Slash Commands and Radical Automation

At the heart of Cherny's productivity system are slash commands, custom shortcuts committed directly into the project repository. These one-keystroke macros automate complex multi-step operations that would normally require manual orchestration. His most-used command, /commit-push-pr, handles everything from staging changes to opening a pull request, and Cherny says he invokes it dozens of times each day.

The implications are staggering. What used to be a 10-minute ceremony of git operations, code review preparation, and CI pipeline monitoring is now a single keystroke followed by a few seconds of wait time. Multiply that across an entire engineering organization and the productivity gains become enormous.

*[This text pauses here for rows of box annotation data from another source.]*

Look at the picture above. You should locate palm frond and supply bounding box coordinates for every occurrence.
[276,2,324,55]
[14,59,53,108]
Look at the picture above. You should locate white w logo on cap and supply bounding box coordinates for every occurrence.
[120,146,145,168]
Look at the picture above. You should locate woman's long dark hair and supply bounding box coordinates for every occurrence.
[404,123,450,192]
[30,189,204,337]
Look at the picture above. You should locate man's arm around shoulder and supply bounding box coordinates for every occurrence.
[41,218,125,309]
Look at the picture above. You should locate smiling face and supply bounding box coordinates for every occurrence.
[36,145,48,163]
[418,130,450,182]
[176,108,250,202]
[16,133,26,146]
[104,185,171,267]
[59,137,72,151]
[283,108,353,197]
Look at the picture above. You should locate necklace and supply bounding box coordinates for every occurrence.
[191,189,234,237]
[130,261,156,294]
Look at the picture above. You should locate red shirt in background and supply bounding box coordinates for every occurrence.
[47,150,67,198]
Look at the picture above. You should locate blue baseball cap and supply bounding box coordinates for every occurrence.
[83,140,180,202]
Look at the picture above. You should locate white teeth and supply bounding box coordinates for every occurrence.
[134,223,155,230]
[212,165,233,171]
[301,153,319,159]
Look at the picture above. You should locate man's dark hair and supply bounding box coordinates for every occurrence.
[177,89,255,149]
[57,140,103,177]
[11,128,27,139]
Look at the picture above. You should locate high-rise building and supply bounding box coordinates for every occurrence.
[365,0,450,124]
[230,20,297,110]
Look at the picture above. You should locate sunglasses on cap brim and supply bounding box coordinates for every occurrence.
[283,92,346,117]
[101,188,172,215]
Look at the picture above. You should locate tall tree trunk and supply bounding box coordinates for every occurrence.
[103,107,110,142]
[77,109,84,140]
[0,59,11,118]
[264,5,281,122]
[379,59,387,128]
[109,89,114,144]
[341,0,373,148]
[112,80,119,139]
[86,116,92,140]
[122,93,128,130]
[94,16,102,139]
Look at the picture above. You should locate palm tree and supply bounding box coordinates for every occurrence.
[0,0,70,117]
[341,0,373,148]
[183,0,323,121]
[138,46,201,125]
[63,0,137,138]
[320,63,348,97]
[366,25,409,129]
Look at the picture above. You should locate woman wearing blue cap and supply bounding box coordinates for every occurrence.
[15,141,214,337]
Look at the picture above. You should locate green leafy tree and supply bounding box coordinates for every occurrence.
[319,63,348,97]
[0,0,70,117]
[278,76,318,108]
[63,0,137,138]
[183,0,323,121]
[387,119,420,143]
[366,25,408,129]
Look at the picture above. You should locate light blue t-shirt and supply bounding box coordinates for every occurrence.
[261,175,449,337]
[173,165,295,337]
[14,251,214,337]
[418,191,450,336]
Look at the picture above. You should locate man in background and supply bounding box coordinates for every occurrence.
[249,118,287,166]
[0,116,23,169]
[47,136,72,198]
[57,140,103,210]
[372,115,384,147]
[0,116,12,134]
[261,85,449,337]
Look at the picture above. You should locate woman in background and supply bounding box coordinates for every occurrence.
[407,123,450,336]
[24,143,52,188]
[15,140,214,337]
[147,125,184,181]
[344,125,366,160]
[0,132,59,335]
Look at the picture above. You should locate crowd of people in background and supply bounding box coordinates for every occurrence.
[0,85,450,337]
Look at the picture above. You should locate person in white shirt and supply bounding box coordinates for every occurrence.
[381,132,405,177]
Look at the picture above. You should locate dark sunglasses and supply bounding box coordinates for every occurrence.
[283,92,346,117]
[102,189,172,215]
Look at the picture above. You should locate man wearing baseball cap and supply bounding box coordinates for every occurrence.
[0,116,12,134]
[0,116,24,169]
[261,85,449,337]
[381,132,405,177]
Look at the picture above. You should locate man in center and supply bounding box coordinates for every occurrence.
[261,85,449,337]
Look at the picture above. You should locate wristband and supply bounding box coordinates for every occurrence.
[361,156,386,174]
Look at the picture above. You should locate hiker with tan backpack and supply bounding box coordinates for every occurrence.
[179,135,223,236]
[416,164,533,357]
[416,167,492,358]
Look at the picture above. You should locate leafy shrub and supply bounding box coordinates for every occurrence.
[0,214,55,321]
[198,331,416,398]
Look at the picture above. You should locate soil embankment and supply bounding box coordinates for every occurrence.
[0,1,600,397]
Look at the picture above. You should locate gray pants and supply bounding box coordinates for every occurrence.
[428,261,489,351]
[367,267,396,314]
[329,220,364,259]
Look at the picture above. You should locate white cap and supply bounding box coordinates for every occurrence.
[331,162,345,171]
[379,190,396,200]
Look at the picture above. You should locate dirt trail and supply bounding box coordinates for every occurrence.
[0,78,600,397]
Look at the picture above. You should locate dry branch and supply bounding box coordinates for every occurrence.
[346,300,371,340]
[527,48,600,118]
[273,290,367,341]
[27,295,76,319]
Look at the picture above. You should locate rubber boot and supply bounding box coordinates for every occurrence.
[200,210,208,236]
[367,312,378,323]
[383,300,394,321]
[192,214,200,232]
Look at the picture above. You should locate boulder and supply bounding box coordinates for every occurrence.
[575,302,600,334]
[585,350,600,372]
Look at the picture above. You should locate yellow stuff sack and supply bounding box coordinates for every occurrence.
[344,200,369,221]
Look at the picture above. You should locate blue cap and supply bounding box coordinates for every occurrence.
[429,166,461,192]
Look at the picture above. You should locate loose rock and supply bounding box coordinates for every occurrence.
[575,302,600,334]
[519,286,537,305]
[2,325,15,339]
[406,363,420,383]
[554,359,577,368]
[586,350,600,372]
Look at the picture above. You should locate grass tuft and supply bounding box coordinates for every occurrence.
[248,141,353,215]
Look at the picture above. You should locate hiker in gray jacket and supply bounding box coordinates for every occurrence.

The CLAUDE.md Knowledge File

Perhaps the most replicable element of Cherny's system is what he calls the CLAUDE.md file. This is a single markdown document checked into the project's git repository that serves as institutional memory for the AI agent. Every time Claude makes a mistake or misunderstands a pattern, the team documents it in CLAUDE.md so the same error never recurs.

Think of it as a living style guide crossed with a bug tracker, except it is written for an AI reader rather than a human one. Over time, this file becomes an increasingly precise specification of the project's conventions, edge cases, and architectural decisions. The result is an AI assistant that gets smarter with every commit.

Developer Community Reacts

The reaction from the development community has been swift and enthusiastic. Jeff Tang, a prominent voice in the developer ecosystem, wrote that anyone not reading Claude Code best practices straight from its creator is falling behind as a programmer. Kyle McNease declared that Anthropic is on fire with these game-changing updates.

On Hacker News, the discussion thread attracted hundreds of comments, with many developers sharing their own experiments replicating Cherny's patterns. Several reported immediate productivity improvements after adopting the CLAUDE.md approach, even when using competing AI coding tools.

Why This Matters Beyond Anthropic

Cherny's workflow is significant not because it is unique to Claude Code, but because it formalizes patterns that the broader AI-assisted development community has been groping toward. The ideas of parallel agents, command automation, and living knowledge files are model-agnostic. Developers using GitHub Copilot, Cursor, or even open-source alternatives can adopt similar strategies.

What sets Cherny apart is the rigor of his implementation. By treating AI-assisted development as a first-class engineering discipline with its own tooling, conventions, and quality assurance processes, he has created a template that scales from solo projects to enterprise teams.

The Future of AI-Augmented Development

The broader trend is unmistakable. AI coding assistants are evolving from autocomplete tools into full development partners. Cherny's workflow suggests that the developers who thrive in this new landscape will not be those who write the most code, but those who orchestrate AI agents most effectively.

As more engineering leaders share their AI-native workflows, expect to see a rapid convergence on best practices. The CLAUDE.md pattern, in particular, seems destined to become standard practice across the industry. For now, Cherny's reveal has given developers a concrete, actionable blueprint for getting the most out of their AI coding tools, and the community is racing to build on it.